L’Ondine de Capdeuilles/13
xiii
Le curé de Capdeuilles, sa soutane retroussée, achevait d’attacher des tuteurs à ses chrysanthèmes. Ses doigts engourdis par les rhumatismes le rendaient lent à cette besogne, et, à tout instant, la ficelle échappait, ou la baguette de bois tombait. Enfin, les plantes émancipées se trouvèrent dûment retenues, et le vieillard, s’épongeant le front, vint s’asseoir près de la maison, après avoir retiré ses sabots auxquels s’attachaient des plaques de terre humide.
« Je n’ai décidément plus de forces, songea-t-il en croisant sur sa soutane ses grosses mains noueuses. Mes jours sont comptés, la faiblesse m’envahit de plus en plus. Je ne m’en inquiéterais pas, si ce n’était ma petite Roselyne. »
Roselyne… Pauvre enfant ! Il l’avait compris bien vite, le secret de ce cœur virginal. Déjà, il en avait eu l’intuition, cet hiver, en recevant les lettres où elle lui parlait de son cousin Odon, « tellement bon pour elle, et dont les yeux étaient si doux qu’on voudrait les regarder toujours. » Cette phrase, surtout, avait frappé le curé, en l’inquiétant beaucoup. Il s’était un peu rassuré, plus tard, quand Roselyne lui avait appris que M. de Montluzac voyageait, et qu’elle ne le voyait plus bien souvent. Allons, le marquis tenait sa promesse, il s’arrangeait, comme il l’avait dit, pour demeurer éloigné de sa jeune cousine. Celle-ci, dans ses lettres, ne parlait presque plus de lui, au grand contentement du prêtre… Mais elle n’était pas depuis trois jours au presbytère qu’il devinait ce secret que la jeune fille ignorait encore — ou, du moins, dont elle ignorait le nom véritable.

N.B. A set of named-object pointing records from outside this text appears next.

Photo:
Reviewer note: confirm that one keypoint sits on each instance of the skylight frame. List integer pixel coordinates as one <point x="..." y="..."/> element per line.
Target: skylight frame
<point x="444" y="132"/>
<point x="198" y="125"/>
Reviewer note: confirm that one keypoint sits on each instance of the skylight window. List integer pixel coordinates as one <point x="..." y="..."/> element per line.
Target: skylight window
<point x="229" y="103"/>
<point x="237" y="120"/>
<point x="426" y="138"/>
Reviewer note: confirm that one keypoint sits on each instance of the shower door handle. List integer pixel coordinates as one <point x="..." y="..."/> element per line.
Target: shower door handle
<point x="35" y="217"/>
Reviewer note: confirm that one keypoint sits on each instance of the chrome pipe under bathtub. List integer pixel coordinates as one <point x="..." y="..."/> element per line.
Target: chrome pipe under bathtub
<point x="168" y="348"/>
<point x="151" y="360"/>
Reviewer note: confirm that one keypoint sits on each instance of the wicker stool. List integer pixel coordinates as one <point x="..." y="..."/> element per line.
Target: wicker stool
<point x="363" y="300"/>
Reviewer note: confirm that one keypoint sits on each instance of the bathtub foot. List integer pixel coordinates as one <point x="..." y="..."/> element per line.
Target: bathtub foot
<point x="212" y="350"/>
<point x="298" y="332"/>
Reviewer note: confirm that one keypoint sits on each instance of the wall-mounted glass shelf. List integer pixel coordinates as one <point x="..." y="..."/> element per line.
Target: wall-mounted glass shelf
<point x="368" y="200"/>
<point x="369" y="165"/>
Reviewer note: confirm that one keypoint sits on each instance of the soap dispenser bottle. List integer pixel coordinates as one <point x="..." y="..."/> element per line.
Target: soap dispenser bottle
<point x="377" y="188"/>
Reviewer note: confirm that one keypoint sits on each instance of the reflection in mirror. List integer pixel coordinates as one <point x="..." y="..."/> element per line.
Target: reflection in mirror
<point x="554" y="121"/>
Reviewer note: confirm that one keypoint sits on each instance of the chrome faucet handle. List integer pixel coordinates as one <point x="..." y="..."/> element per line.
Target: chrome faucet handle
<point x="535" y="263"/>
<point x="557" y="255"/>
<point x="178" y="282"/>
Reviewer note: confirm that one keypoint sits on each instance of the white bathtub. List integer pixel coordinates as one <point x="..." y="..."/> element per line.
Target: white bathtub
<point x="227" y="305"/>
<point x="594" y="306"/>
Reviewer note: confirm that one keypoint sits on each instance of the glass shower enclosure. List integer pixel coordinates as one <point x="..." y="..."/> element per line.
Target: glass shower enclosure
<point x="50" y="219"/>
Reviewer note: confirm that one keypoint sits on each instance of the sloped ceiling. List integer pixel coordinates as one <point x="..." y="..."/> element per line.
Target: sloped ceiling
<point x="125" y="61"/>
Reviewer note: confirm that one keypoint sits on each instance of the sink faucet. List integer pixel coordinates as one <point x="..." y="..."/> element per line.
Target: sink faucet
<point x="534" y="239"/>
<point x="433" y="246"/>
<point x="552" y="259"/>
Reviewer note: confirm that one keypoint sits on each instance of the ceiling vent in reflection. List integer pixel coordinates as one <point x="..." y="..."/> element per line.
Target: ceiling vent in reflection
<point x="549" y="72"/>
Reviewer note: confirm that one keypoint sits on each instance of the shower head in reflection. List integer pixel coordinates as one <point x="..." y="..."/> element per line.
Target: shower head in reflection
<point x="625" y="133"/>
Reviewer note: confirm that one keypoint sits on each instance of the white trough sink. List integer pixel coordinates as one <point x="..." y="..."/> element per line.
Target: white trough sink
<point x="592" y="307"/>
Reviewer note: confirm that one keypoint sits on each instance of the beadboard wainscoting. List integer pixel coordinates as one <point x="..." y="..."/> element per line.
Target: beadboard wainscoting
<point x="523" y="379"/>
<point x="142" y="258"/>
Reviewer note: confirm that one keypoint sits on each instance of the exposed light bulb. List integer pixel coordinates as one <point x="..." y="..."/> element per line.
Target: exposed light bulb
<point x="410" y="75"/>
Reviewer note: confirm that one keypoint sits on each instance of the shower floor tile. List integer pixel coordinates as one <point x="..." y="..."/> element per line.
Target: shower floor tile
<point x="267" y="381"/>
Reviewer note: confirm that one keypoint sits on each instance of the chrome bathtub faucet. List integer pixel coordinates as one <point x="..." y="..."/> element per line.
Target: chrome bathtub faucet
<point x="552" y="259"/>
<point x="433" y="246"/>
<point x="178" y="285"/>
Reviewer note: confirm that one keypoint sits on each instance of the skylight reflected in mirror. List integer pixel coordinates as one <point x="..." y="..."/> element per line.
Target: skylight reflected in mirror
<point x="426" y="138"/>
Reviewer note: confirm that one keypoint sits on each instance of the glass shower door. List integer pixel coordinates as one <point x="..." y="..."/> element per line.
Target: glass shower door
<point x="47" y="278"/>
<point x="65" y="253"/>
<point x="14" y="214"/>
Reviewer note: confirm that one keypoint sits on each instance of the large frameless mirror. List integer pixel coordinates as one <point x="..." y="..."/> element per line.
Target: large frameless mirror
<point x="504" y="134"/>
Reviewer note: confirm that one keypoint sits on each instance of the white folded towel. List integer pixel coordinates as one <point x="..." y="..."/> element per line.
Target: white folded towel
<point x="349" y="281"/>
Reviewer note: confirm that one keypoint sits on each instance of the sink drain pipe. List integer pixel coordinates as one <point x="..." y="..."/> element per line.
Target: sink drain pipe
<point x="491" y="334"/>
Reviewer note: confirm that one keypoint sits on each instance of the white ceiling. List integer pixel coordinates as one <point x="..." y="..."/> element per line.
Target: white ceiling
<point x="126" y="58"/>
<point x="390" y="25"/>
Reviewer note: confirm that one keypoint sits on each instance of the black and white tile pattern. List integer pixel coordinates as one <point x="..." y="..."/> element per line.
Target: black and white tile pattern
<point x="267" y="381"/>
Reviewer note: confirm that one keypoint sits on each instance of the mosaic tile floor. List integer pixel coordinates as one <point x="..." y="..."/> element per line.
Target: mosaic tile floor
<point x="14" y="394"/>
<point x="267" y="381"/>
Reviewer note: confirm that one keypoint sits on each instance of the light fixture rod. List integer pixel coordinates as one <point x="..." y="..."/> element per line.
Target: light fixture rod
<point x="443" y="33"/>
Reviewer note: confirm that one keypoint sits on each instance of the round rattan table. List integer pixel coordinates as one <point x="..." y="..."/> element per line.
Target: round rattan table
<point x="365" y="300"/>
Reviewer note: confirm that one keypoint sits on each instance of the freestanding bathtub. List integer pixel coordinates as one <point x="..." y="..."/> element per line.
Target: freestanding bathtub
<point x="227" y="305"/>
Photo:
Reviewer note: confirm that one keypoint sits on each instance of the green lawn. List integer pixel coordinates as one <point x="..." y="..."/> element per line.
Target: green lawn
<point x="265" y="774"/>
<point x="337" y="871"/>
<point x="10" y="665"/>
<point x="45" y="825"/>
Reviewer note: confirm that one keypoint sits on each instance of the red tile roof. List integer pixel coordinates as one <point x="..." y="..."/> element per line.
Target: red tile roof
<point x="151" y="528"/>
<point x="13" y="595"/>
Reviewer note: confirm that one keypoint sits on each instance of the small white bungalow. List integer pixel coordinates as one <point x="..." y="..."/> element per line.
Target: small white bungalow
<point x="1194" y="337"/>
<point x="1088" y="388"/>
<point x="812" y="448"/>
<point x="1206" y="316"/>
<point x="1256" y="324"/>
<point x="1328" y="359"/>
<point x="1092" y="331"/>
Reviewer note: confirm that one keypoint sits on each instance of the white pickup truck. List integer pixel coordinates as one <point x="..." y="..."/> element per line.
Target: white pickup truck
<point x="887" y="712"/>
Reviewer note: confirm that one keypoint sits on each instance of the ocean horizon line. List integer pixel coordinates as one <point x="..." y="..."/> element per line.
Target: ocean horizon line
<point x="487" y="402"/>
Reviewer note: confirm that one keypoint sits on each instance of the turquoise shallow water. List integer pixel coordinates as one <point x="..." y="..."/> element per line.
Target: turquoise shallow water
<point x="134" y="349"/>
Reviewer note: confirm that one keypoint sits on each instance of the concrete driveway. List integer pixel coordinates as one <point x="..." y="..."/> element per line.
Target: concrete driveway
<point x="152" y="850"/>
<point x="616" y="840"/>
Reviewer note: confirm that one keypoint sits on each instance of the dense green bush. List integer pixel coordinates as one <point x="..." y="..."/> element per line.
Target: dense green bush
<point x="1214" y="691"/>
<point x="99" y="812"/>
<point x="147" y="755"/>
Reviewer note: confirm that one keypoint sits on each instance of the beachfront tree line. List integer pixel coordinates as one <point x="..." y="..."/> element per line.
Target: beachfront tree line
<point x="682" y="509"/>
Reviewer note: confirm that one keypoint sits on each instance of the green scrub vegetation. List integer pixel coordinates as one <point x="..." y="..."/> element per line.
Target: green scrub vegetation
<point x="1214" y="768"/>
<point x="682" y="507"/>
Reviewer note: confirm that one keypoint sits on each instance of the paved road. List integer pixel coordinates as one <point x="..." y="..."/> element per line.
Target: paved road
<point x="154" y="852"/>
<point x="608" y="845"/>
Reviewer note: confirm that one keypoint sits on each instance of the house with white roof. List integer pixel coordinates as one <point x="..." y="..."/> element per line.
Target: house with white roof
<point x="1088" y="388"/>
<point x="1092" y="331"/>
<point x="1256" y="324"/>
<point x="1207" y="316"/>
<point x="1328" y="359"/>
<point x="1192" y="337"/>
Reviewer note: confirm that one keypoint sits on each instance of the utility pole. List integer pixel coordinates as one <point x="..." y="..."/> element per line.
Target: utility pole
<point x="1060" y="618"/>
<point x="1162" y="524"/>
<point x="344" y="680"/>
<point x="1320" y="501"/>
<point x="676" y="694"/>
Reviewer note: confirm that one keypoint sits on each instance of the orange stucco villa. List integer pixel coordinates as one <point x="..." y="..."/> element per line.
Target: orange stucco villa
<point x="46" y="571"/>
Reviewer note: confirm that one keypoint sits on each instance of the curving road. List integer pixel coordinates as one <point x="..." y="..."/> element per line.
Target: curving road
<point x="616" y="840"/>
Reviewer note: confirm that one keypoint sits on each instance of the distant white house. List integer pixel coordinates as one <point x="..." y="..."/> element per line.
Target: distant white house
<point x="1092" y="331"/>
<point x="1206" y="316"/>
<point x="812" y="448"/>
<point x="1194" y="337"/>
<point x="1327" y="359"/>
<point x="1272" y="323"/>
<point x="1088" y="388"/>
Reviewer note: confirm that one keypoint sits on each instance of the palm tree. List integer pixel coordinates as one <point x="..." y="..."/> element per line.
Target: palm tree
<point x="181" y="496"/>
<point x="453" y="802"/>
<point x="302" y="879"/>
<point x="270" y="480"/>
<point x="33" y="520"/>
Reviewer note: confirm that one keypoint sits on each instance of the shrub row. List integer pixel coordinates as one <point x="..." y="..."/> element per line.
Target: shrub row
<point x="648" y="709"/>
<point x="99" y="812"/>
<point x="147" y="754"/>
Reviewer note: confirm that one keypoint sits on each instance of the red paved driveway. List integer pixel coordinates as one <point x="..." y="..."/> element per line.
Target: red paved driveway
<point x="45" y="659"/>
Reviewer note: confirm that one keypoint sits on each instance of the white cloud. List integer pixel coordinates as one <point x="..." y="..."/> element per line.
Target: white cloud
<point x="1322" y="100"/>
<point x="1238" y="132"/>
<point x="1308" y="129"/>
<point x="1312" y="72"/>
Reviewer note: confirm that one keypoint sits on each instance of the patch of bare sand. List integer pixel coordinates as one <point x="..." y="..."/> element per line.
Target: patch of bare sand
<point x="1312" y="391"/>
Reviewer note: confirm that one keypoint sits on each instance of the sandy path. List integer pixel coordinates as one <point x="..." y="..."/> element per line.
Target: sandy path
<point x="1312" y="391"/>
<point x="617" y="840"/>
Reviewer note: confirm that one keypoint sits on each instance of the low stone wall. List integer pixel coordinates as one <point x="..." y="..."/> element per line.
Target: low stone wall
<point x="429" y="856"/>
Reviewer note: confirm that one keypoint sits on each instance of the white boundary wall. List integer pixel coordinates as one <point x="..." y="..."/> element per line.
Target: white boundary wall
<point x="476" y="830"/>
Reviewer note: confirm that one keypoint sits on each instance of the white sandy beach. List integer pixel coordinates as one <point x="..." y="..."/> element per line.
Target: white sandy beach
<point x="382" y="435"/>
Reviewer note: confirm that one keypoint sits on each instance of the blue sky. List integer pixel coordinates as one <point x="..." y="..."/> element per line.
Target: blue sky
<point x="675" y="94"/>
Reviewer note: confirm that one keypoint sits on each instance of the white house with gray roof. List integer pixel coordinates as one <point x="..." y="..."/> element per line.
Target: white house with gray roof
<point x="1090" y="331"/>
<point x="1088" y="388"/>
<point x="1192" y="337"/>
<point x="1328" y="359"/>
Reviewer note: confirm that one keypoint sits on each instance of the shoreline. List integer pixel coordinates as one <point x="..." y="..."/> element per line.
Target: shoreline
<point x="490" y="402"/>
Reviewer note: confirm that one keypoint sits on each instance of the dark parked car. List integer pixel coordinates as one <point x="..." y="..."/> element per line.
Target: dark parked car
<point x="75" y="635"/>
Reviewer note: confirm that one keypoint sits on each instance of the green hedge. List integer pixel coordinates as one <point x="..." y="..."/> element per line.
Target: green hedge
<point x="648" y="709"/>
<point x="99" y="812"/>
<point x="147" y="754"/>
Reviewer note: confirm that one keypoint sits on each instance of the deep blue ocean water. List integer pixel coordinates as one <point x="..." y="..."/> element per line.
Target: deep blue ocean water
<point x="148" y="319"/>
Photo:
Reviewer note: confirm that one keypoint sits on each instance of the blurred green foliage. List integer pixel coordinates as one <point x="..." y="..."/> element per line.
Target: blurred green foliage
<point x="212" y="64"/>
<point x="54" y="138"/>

Ce qu’il avait redouté s’était produit. Roselyne aimait son cousin. Il se répétait qu’il ne pouvait rien empêcher, qu’après sa mort qu’il sentait prochaine, M. de Montluzac aurait pris la tutelle et recueilli de même la jeune fille sous son toit. Néanmoins, il se reprochait de l’avoir laissé partir. Ici, à Capdeuilles, elle aurait eu encore une année tranquille, une année de paix enfantine.
Il est vrai qu’il y avait ce gros Veuillard, qui tournait tout autour d’elle, depuis son retour. En vérité, c’était un grand malheur pour elle d’être si jolie ! Elle avait appris à son vieux curé qu’on l’avait demandée en mariage, et qu’elle avait refusé. Il avait hoché la tête en disant :
— Il est vrai que vous êtes très jeune. Mais dans votre situation isolée, ma pauvre petite, vous avez besoin d’avoir le plus tôt possible un foyer, une protection.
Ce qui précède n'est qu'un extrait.